This is the real problem with NHST -- ignorant practitioners.
For an example of how this approach works(i.e., does a theory predict
or accommodate a significant result or does it predict against it) see
the
following article which showed how to decide which theory of semantic
memory had the greatest evidence in its favor back in the 1980s:
Chang, T. M. (1986). Semantic memory: Facts and models. Psychological
Bulletin, 99(2), 199.
(2) The question that needs answering is "What is the effect size
measure
that one should use in this situation?"
:
(A) Is it Multiple R^2 (under the assumption that we have homogeneity of
regression, that is, the regressions are the same in the three samples;
we know this is not the case because there are zero females in Sample 3
which leaves sex/gender out of the equation for that group and there is
an
interaction between sex/gender and caudate volume in Sample 1 when
unconstrained measures are used), or,
(B) The semi-partial correlations between caudate volume and the three
IQ measures or the full partial correlations?

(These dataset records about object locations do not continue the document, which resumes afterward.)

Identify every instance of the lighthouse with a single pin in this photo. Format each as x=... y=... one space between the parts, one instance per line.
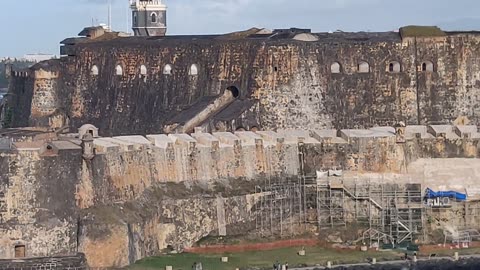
x=149 y=17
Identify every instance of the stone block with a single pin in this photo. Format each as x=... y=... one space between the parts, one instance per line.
x=296 y=136
x=5 y=144
x=442 y=131
x=466 y=132
x=65 y=145
x=206 y=139
x=349 y=134
x=138 y=142
x=161 y=141
x=123 y=146
x=327 y=135
x=183 y=140
x=271 y=137
x=227 y=138
x=417 y=131
x=105 y=146
x=249 y=138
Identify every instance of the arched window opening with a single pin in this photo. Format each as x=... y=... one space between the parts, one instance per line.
x=427 y=66
x=167 y=70
x=94 y=70
x=143 y=70
x=119 y=70
x=336 y=68
x=234 y=90
x=363 y=67
x=394 y=67
x=193 y=70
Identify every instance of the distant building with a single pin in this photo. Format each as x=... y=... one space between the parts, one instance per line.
x=149 y=17
x=38 y=57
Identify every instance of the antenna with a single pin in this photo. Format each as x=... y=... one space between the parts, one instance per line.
x=110 y=14
x=128 y=17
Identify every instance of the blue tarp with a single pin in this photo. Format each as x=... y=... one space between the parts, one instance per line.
x=430 y=194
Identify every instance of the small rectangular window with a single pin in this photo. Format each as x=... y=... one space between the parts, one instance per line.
x=20 y=251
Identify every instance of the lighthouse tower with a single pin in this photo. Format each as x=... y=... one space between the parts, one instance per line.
x=149 y=17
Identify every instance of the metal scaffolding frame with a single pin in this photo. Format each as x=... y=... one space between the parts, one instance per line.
x=389 y=211
x=279 y=208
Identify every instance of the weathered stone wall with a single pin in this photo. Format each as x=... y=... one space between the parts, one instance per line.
x=51 y=263
x=138 y=230
x=289 y=80
x=139 y=195
x=38 y=208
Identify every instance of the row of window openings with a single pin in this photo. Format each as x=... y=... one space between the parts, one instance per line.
x=363 y=67
x=167 y=70
x=393 y=67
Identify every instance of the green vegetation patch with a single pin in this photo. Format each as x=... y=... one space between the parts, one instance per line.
x=264 y=259
x=421 y=31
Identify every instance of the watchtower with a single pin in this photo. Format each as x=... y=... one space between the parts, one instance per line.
x=149 y=17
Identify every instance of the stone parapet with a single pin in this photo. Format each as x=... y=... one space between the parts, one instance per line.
x=77 y=262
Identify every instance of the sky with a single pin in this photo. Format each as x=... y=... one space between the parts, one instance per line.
x=37 y=26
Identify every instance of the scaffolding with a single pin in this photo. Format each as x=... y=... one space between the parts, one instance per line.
x=279 y=208
x=388 y=211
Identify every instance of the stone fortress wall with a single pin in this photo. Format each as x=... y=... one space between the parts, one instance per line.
x=119 y=199
x=337 y=80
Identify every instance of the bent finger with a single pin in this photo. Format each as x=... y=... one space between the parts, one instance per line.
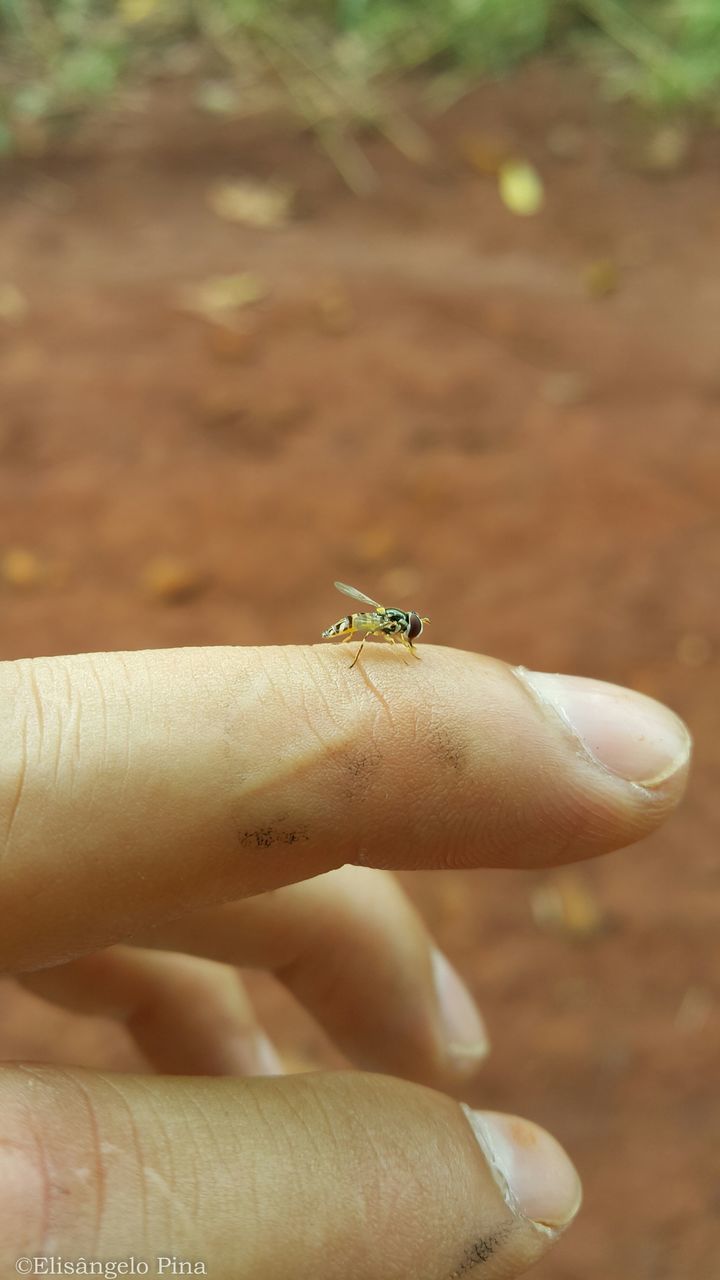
x=355 y=952
x=187 y=1015
x=139 y=786
x=323 y=1176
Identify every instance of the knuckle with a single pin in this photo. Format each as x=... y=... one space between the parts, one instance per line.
x=40 y=723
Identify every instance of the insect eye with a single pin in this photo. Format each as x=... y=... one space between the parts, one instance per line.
x=414 y=626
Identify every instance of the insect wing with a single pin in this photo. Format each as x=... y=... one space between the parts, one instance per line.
x=358 y=595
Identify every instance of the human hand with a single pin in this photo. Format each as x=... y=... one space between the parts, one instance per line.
x=180 y=810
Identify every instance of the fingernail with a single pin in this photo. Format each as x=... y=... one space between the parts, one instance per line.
x=630 y=735
x=464 y=1031
x=536 y=1176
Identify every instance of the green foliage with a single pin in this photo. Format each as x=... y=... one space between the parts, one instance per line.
x=331 y=56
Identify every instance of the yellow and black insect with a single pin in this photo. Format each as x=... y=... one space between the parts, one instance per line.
x=396 y=626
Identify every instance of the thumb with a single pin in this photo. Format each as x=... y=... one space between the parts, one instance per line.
x=341 y=1176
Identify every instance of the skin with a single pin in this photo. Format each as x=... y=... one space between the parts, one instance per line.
x=169 y=817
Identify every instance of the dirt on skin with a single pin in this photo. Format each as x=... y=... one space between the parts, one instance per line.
x=509 y=423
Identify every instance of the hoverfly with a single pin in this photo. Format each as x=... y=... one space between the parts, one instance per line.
x=396 y=626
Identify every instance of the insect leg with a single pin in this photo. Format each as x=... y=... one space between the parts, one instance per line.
x=359 y=652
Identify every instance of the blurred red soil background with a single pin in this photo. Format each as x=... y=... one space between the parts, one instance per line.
x=507 y=423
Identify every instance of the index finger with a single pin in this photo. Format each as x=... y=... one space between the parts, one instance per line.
x=137 y=786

Technically speaking, ordinary R^2 shouldn't be used since the
regression
equations for the three samples have different numbers of predictors
(Sample 3
does not include sex/gender because it is all male), and an adjusted-R^2
or
shrunken R^2 (= R^2 - [(1 - R^2)/(N - m - 1)] where N is the sample size
for the
sample and m is the number of predictor -- 4 in samples 1 and 2, 3 in
sample 3).
The adjusted R^2 are all reduced for total IQ but only by 1% or .01,
unless my
calculations are off. I leave it as an exercise to the interested
reader to do the
comparable calculation for VIQ and PIQ because I am not going to bother.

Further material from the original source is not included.